To do so, simply change the utbox link from https://utexas.box.com/s/xxxx
to https://utexas.box.com/shared/static/xxxx.zip
.
Unfortunately, UTBox does not support customized url names.
Therfore, to wget
while keeping the name readable, please refer to the bash scripts provided in DATASET.md.

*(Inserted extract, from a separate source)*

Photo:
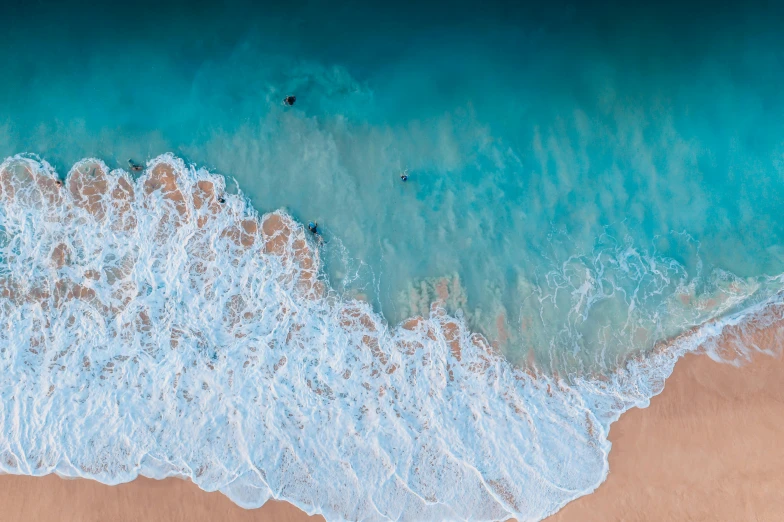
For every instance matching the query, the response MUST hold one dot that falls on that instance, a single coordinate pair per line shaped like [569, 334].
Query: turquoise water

(Alternative) Prepare dataset from scratch
You can also try to prepare the datasets from scratch by yourself.
THUMOS14
For TH14, please refer to LSTR.
EK100
For EK100, please find more details at RULSTM.
Computing Optical Flow
I will release a pure-python version of DenseFlow in the near future. Will post a cross-link here once done.
Data Structure
-
If you want to use our dataloaders, please make sure to put the files as the following structure:
-
THUMOS'14 dataset:
$YOUR_PATH_TO_THUMOS_DATASET ├── rgb_kinetics_resnet50/ | ├── video_validation_0000051.npy (of size L x 2048) │ ├── ... ├── flow_kinetics_bninception/ | ├── video_validation_0000051.npy (of size L x 1024) | ├── ... ├── target_perframe/ | ├── video_validation_0000051.npy (of size L x 22) | ├── ...
-
EK100 dataset:
$YOUR_PATH_TO_EK_DATASET ├── rgb_kinetics_bninception/ | ├── P01_01.npy (of size L x 2048) │ ├── ... ├── flow_kinetics_bninception/ | ├── P01_01.npy (of size L x 2048) | ├── ... ├── target_perframe/ | ├── P01_01.npy (of size L x 3807) | ├── ... ├── noun_perframe/ | ├── P01_01.npy (of size L x 301) | ├── ... ├── verb_perframe/ | ├── P01_01.npy (of size L x 98) | ├── ...
-
-
Create softlinks of datasets:
cd TeSTra ln -s $YOUR_PATH_TO_THUMOS_DATASET data/THUMOS ln -s $YOUR_PATH_TO_EK_DATASET data/EK100
Training
The commands for training are as follows.
cd TeSTra/
python tools/train_net.py --config_file $PATH_TO_CONFIG_FILE --gpu $CUDA_VISIBLE_DEVICES
# Finetuning from a pretrained model
python tools/train_net.py --config_file $PATH_TO_CONFIG_FILE --gpu $CUDA_VISIBLE_DEVICES \
MODEL.CHECKPOINT $PATH_TO_CHECKPOINT
Online Inference
For existing checkpoints, please refer to the next section.
Batch mode
Run the online inference in batch mode
for performance benchmarking.
```
cd TeSTra/
# Online inference in batch mode
python tools/test_net.py --config_file $PATH_TO_CONFIG_FILE --gpu $CUDA_VISIBLE_DEVICES \
MODEL.CHECKPOINT $PATH_TO_CHECKPOINT MODEL.LSTR.INFERENCE_MODE batch
```
Stream mode
Run the online inference in stream mode
to calculate runtime in the streaming setting.
```
cd TeSTra/
# Online inference in stream mode
python tools/test_net.py --config_file $PATH_TO_CONFIG_FILE --gpu $CUDA_VISIBLE_DEVICES \
MODEL.CHECKPOINT $PATH_TO_CHECKPOINT MODEL.LSTR.INFERENCE_MODE stream
# The above one will take quite long over the entire dataset,
# If you only want to look at a particular video, attach an additional argument:
python tools/test_net.py --config_file $PATH_TO_CONFIG_FILE --gpu $CUDA_VISIBLE_DEVICES \
MODEL.CHECKPOINT $PATH_TO_CHECKPOINT MODEL.LSTR.INFERENCE_MODE stream \
DATA.TEST_SESSION_SET "['$VIDEO_NAME']"
```
For more details on the difference between batch mode
and stream mode
, please check out LSTR.
Main Results and checkpoints
THUMOS14
method | kernel type | mAP (%) | config | checkpoint |
---|---|---|---|---|
LSTR (baseline) | Cross Attention | 69.9 | yaml | UTBox link |
TeSTra | Laplace (α=e^-λ=0.97) | 70.8 | yaml | UTBox link |
TeSTra | Box (α=e^-λ=1.0) | 71.2 | yaml | UTBox link |
TeSTra (lite) | Box (α=e^-λ=1.0) | 67.3 | yaml | UTBox link |
EK100
method | kernel type | verb (overall) | noun (overall) | action (overall) | config | checkpoint |
---|---|---|---|---|---|---|
TeSTra | Laplace (α=e^-λ=0.9) | 30.8 | 35.8 | 17.6 | yaml | UTBox link |
TeSTra | Box (α=e^-λ=1.0) | 31.4 | 33.9 | 17.0 | yaml | UTBox link |
Citations
If you are using the data/code/model provided here in a publication, please cite our paper:
@inproceedings{zhao2022testra,
title={Real-time Online Video Detection with Temporal Smoothing Transformers},
author={Zhao, Yue and Kr{\"a}henb{\"u}hl, Philipp},
booktitle={European Conference on Computer Vision (ECCV)},
year={2022}
}
Contacts
For any question, feel free to raise an issue or drop me an email via yzhao [at] cs.utexas.edu
License
This project is licensed under the Apache-2.0 License.
Acknowledgements
This codebase is built upon LSTR.
The code snippet for evaluation on EK100 is borrowed from RULSTM.
Also, thanks to Mingze Xu for assistance to reproduce the feature on THUMOS'14.